The play premieres tonight at Segal Centre and, according to Rubin, its creation was inspired by Montreal's 375th celebrations.
"What perfect timing to do it in honour of Montreal's anniversary, because it does feel like our story," Rubin said. "Especially in Montreal, this is a beloved classic."
Using The Hockey Sweater as 'a diving board'
Although the original story is quite short, the musical expands the world that Carrier created, Rubin said. It explores what happened after Roch got the Leafs sweater, and some of the key people in his life that help him grow and learn life lessons.
"Roch Carrier really … gave the writers the permission to use his story, as he says, as a diving board," Rubin said. "You take it, and you jump off."
Working with children
Of the production's total 17 actors, eight of them are children — some of the most talented in the country, Rubin said.

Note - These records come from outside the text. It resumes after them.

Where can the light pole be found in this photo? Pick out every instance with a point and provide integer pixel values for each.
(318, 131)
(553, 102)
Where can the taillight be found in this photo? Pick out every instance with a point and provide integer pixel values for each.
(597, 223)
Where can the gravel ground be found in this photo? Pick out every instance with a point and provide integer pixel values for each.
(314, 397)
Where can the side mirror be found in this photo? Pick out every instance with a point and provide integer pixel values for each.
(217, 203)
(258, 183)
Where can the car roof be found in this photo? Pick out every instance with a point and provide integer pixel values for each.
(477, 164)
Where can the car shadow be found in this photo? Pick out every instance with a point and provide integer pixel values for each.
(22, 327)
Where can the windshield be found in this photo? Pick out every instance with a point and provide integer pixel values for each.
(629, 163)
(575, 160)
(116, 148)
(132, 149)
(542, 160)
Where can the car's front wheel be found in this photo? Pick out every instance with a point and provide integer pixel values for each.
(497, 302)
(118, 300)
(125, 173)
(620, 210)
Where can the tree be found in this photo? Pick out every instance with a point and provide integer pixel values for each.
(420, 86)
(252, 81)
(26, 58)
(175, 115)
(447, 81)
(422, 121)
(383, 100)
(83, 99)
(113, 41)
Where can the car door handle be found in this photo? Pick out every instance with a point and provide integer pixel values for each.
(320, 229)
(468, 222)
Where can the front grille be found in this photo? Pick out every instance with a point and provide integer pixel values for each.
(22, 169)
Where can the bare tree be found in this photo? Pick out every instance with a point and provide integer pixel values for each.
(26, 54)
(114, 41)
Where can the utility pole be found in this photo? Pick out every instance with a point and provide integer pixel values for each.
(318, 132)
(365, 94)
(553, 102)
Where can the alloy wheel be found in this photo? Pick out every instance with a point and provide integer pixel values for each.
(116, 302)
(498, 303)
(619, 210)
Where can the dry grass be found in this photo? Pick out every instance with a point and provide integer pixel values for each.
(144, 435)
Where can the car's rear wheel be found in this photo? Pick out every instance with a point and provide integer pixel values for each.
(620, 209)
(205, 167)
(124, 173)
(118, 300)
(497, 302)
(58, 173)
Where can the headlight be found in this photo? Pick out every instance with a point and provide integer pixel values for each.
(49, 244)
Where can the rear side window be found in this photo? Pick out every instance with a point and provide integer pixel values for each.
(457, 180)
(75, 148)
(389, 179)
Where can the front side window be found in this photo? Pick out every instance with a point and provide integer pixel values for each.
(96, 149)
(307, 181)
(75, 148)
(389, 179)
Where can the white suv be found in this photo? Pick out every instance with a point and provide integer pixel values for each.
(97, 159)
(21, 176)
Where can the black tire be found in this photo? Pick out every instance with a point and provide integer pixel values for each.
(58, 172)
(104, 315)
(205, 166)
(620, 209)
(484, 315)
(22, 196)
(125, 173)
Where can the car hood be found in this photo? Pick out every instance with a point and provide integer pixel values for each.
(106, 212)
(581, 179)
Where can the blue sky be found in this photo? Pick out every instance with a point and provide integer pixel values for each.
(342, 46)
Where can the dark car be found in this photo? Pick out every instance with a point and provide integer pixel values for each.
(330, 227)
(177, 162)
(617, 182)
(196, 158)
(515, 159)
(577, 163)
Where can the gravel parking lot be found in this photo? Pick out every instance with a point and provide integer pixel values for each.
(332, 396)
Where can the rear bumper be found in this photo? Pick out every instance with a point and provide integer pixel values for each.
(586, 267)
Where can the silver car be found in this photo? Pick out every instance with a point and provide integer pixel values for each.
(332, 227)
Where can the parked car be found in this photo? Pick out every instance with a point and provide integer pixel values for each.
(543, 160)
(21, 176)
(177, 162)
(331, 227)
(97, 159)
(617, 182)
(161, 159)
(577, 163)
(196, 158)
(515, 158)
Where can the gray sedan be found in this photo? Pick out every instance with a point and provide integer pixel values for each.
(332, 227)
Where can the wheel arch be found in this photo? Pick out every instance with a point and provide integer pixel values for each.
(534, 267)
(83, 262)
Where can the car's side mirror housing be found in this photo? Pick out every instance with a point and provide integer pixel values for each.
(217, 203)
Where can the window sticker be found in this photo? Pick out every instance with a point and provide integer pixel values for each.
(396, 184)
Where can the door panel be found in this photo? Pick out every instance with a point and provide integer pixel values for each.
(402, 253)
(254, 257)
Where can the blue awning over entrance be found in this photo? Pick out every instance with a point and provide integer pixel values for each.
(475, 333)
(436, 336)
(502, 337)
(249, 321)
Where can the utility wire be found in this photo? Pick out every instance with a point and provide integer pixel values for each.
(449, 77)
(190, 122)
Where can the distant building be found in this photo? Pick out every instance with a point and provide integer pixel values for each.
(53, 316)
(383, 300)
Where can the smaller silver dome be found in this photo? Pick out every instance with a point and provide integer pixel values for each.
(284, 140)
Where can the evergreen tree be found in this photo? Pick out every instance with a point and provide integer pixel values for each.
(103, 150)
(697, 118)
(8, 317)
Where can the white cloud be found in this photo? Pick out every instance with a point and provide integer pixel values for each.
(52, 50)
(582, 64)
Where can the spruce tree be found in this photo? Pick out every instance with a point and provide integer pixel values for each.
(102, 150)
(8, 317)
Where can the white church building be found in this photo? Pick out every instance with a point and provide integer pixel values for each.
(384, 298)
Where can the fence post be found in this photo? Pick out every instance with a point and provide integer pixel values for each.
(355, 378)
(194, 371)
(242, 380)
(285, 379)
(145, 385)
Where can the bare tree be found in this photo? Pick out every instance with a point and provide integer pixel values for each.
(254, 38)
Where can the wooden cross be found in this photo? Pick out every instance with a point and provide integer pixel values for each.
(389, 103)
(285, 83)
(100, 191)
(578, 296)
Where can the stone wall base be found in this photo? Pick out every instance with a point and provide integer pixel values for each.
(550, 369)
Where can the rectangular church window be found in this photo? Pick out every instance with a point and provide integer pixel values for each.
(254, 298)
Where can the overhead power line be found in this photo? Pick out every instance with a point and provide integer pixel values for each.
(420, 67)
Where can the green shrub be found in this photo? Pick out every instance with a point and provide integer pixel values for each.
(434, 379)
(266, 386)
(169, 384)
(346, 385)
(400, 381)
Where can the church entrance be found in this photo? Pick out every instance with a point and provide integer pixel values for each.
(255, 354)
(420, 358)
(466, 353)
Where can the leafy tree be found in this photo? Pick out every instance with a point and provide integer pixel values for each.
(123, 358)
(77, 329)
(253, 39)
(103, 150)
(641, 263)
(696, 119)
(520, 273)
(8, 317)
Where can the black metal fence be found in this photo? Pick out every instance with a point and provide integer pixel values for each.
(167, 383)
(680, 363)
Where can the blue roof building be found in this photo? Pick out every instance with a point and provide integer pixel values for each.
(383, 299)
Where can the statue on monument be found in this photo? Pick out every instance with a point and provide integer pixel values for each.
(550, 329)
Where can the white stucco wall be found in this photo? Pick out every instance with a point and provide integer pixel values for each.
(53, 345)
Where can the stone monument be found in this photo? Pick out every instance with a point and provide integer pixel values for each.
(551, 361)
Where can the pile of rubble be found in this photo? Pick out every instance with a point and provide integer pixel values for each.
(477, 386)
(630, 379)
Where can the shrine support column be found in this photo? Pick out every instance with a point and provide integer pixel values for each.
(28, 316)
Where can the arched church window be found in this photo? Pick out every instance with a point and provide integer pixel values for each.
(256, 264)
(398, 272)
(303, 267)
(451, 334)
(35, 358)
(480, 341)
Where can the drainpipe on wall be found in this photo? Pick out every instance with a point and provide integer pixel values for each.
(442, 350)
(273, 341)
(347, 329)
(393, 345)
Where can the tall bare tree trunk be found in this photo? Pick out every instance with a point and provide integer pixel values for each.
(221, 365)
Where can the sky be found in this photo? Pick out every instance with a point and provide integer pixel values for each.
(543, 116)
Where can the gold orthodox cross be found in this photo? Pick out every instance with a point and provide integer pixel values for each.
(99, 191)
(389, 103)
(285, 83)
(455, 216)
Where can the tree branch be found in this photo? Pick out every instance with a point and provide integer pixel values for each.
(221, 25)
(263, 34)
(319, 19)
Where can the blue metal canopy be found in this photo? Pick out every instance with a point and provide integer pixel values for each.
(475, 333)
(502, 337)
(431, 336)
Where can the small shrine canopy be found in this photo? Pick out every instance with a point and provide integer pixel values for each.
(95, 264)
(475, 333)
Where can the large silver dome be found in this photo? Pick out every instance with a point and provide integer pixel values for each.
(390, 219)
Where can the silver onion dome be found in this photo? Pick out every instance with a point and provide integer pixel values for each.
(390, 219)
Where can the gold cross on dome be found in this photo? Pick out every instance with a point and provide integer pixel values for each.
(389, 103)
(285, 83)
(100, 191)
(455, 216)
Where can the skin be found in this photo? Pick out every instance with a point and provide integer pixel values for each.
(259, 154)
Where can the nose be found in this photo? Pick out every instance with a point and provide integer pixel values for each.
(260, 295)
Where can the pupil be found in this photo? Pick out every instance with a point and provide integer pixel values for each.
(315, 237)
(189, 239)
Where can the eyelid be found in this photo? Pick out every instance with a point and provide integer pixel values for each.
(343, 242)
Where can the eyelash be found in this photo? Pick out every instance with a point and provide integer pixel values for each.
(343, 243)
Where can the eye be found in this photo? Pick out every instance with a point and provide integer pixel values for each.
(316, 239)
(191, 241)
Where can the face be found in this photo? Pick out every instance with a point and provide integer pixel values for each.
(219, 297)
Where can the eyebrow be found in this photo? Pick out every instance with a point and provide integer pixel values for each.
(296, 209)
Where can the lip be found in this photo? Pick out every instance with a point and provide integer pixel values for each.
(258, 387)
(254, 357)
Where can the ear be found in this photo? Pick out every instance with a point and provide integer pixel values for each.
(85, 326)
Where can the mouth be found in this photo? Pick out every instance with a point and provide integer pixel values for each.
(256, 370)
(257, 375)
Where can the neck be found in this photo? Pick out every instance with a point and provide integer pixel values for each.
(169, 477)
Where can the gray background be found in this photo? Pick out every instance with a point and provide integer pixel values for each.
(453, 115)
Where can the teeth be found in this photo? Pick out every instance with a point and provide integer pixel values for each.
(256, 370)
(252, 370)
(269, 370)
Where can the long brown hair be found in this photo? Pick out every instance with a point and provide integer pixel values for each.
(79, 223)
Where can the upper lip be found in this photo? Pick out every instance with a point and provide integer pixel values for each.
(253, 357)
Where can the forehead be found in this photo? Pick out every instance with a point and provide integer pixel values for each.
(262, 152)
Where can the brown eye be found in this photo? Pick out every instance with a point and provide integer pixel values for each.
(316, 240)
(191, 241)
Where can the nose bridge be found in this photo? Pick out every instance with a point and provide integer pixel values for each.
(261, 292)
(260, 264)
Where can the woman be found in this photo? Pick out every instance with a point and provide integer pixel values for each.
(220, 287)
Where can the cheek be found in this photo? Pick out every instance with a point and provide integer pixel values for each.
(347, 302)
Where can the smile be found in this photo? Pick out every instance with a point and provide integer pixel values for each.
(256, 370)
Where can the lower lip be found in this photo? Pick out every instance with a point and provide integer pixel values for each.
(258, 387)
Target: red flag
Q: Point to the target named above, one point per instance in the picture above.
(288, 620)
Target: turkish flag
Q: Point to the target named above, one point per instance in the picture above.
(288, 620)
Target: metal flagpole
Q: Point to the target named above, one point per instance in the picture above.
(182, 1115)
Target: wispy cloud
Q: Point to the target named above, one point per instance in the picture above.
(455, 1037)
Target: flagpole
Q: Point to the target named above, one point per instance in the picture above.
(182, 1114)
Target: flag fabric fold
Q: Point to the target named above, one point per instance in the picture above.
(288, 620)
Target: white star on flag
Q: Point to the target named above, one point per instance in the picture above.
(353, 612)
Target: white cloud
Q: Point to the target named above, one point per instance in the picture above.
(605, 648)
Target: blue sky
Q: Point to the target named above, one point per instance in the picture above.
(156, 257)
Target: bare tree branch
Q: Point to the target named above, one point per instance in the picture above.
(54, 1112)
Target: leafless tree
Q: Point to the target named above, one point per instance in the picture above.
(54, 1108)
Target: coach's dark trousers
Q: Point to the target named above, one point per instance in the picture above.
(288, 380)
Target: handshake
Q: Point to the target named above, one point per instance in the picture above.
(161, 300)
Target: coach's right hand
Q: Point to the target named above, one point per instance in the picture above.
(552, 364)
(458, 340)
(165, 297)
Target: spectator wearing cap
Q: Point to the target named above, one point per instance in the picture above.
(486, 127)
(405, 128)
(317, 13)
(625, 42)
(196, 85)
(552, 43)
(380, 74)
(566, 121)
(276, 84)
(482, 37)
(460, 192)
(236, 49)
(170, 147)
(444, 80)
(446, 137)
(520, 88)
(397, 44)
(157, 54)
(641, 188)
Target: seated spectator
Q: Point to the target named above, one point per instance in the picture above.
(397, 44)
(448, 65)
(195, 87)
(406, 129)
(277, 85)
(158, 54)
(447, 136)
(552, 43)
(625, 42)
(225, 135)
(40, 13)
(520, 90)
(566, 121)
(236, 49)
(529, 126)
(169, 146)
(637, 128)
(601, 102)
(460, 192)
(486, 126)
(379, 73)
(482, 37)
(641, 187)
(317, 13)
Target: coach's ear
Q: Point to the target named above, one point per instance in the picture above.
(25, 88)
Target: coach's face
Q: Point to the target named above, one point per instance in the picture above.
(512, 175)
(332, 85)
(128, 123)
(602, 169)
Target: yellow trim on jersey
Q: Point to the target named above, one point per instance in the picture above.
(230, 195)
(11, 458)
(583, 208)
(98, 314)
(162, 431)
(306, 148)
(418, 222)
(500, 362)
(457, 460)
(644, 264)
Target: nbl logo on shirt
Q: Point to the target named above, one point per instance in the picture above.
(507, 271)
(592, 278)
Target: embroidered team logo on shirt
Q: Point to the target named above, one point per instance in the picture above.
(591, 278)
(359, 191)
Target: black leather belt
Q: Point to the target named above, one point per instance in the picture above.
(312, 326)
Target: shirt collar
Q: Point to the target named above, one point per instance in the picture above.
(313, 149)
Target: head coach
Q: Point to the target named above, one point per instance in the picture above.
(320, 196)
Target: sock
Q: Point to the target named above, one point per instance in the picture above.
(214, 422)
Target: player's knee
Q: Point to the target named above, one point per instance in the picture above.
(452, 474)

They've been "training like athletes" in preparation for the show, and have been learning about hockey, skating, and what life in Sainte-Justine was like in 1946.
"They're going to blow people's minds."
But the actors have only been rehearsing together for two weeks, and opening night is fast approaching.
"It's tremendous focus, tremendous energy," Rubin said. "They're professionals."
Drawing inspiration from original illustrations
Sheldon Cohen's illustrations were a large inspiration for the stage production, and Rubin said audience members will notice moments from the children's book in the show's staging.
The production is also working with a Montreal company called Normal, which specializes in video content and scenography.
And what would The Hockey Sweater be without hockey? The children will be skating on stage as part of their performance.
"We're not Disney on Ice, we have a little more elegant touch with that," Rubin said.